The Senate voucher reform proposal, SB 318, will address some glaring fiscal problems. For instance, it will improve monitoring so the state no longer loses track of students. It will require voucher recipients to prove their eligibility before they receive the next check, which would come monthly instead of quarterly.

Most important of all, it would separate the pot of voucher money from general education funding, which would make vouchers easier to track independently. Guardians of our tax dollars should no longer allow this quagmire to hide behind the skirts of the general education budget.

For these reasons, I was in Tallahassee a few days ago to speak in support of the bill. It passed the committee unanimously and now heads to the full Senate. Meantime, that same auditor’s report was heard in a Florida House committee to tepid response and few questions. Legislators were in no mood to separate voucher dollars so they could face scrutiny. Why not? If Florida is so proud of being No. 1 in the nation with our vouchers-for-all program, let them stand in the light, stand on their own. Ask your House member to support this bill.

The Senate bill is a good start to reforming the bloated voucher system. But it does not reimplement any income limits nor do anything to slow the runaway cost of vouchers that is pushing our state toward a deficit.

It’s also incredibly important that Florida create academic accountability. Are these students learning? Parental choice doesn’t mean that the state gives up all oversight over the use of your tax dollars or the education of our students. Too many voucher students return to the public school system who can neither read nor write. That’s wrong. Those children have lost vital years of learning.

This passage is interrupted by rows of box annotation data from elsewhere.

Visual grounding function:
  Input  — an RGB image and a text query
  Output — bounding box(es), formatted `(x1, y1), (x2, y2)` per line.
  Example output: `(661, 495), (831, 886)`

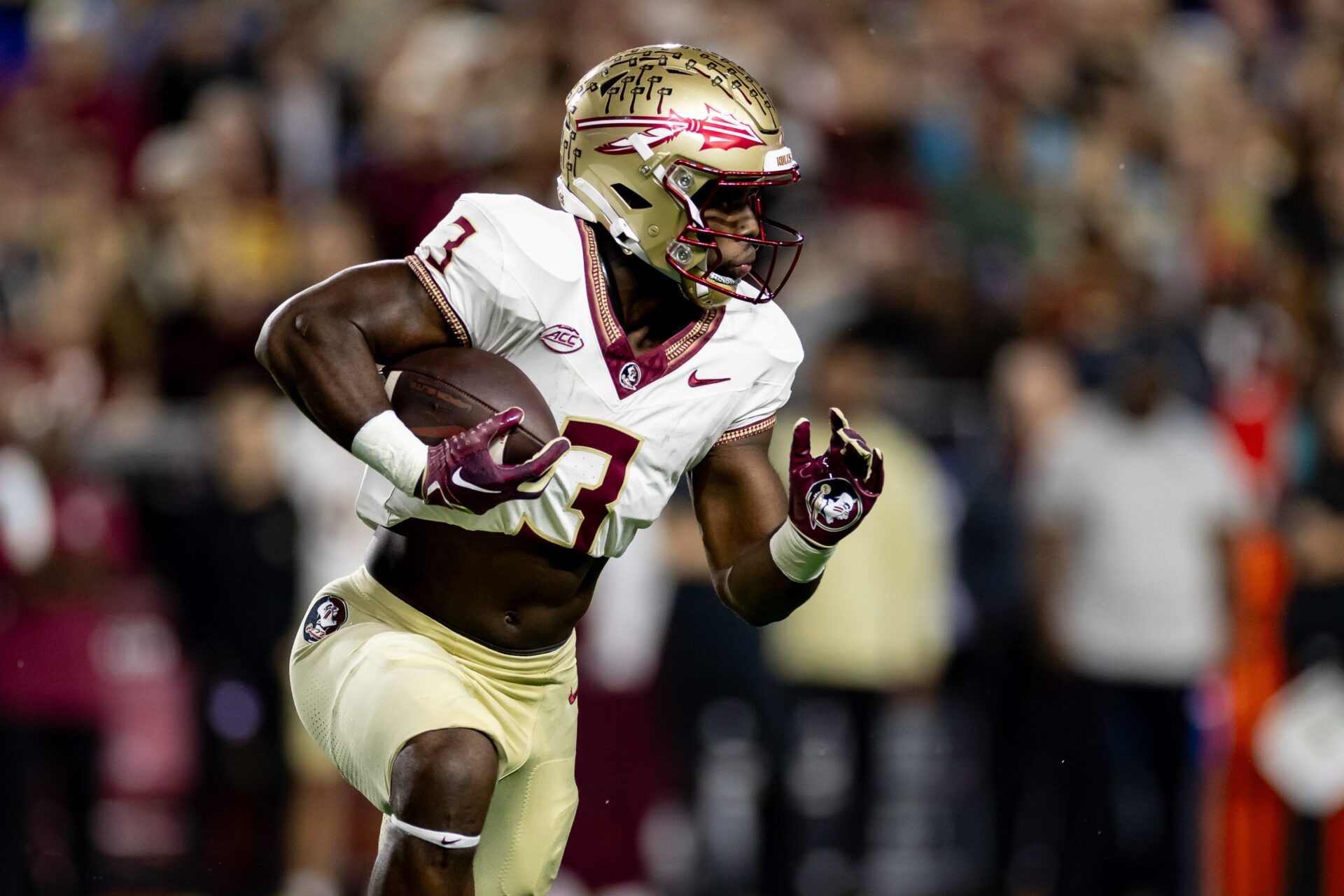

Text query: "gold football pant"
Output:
(289, 567), (578, 896)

The state should apply objective academic standards that students must meet to any educational setting that draws on our tax dollars. That’s the very definition of return on investment and accountability, concepts state educational leaders say they support. Private and home schools are at liberty to teach their children as they wish, they always have been. Once taxpayers are footing the bill, there should be a commensurate demonstration of learning. That’s the next important step in voucher reform.

Laura Hine serves on the Pinellas County School Board. She is a graduate of the U.S. Naval Academy and earned an MBA in finance from USF. Her two children attend Pinellas public schools.